The commit log on the PR is the most direct evidence of how the agent was run. Branches are named after the agent's job, not the human's feature:

claude/phase-a-port .zig → .rs (no compile) parallel, per-file phase B — main cargo compile, crate-by-crate test suite is the green-bar CI (robobun, BuildKite) pre-existing test suite build #54202 = green claude/ci-auto-fix-53852 per-failing-run branch claude/flaky-stabilize-v2 timing/RSS artifacts claude/bench-until-green perf regressions hunt claude/code-dedup −2,638 LOC after Phase A red? merge fixes back into main · iterate · until CI green no human-named feature branches in the loop · agent is the named owner
claude/phase-a-port the per-file Zig→Rust draft branch
claude/ci-auto-fix-N one branch per failing CI run; agent fixes, merges
claude/bench-until-green perf regression hunting against a baseline
claude/code-dedup post-Phase-A cleanup of duplicated helpers

§6 Transferable vs not — the honest read

✓ transferable to most teams

  • Phase A / Phase B split. Don't ask the agent to produce something that compiles end-to-end on the first pass. Let it produce diff-able output, then sweep for compilation.
  • Structured agent output. // TODO(port):, // PERF(port):, PORT STATUS trailers — anything you can grep over to triage.
  • Pre-computed analysis tables. The lifetime TSV pattern — cheap to build, dramatically reduces hallucination space. Generalizes to "any time you can pre-analyze the source so the agent consults rather than infers."
  • "Translate, don't redesign" as a hard rule when source and target differ but architecture should not. The rule is what makes diff review tractable.
  • Per-file parallelism, not per-feature. One agent per file removes serialization on review queues.

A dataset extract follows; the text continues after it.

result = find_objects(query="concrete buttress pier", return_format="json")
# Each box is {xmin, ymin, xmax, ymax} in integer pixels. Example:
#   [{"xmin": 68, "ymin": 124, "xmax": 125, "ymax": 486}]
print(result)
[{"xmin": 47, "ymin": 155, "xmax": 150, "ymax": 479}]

✗ not transferable without Bun's specific properties

  • The absence of async. Most server codebases cannot port to Rust without picking an async strategy — and that decision is the migration. Bun sidesteps it because they were never using one.
  • Near-zero dependency surface. Banning tokio, hyper, and rayon is laughable for most apps. Most apps' dependency graph is the migration problem.
  • An exhaustive end-to-end test suite that was built independently of the rewrite. If you don't have this, you can't safely AI-translate anything non-trivial. This is the cost most teams haven't paid.
  • One person with full architectural authority. PR has zero reviews; head branch is claude/phase-a-port merged by the author. The top community comment (45 reactions): "1 million of unverified lines of code merged into a runtime used by millions of dependents without any consultation." Most teams cannot ship at this trust level.
  • License to modify the test harness when failures look flaky. The maintainer accepted "fix the tests when they're flaky" — useful for shipping speed, but it shifts trust from the harness onto the agent.

§7 What this actually proves

Strip away the headline numbers and the lesson is narrower and more useful than "AI did a port in a week."

The combination that worked: (a) a target language with a stricter type system than the source, so the compiler can mechanically reject the agent's worst mistakes; (b) an architectural rule that the rewrite is not allowed to redesign anything, so diff review stays tractable; (c) per-file structured output with grep-able markers so cleanup is queryable rather than archaeological; (d) an existing test suite that's the green-bar, not "we'll write tests as we go." Without (a) and (d) this pattern cannot replicate. With them, it probably can.

The non-obvious move is treating the AI not as the engineer, but as a drafter: the output is verified by other systems (compiler, test suite, lifetime tables, grep-able markers). The AI's job is bulk transliteration with disclosure. Everything else is a pre-existing rigorous engineering substrate that most codebases haven't paid the cost to build.

The headline isn't "AI is ready." It's: if you've already invested in a thorough test suite, sync-only architecture, minimal dependency surface, and explicit ownership semantics, then AI is a force multiplier for bulk transliteration. Those are big ifs.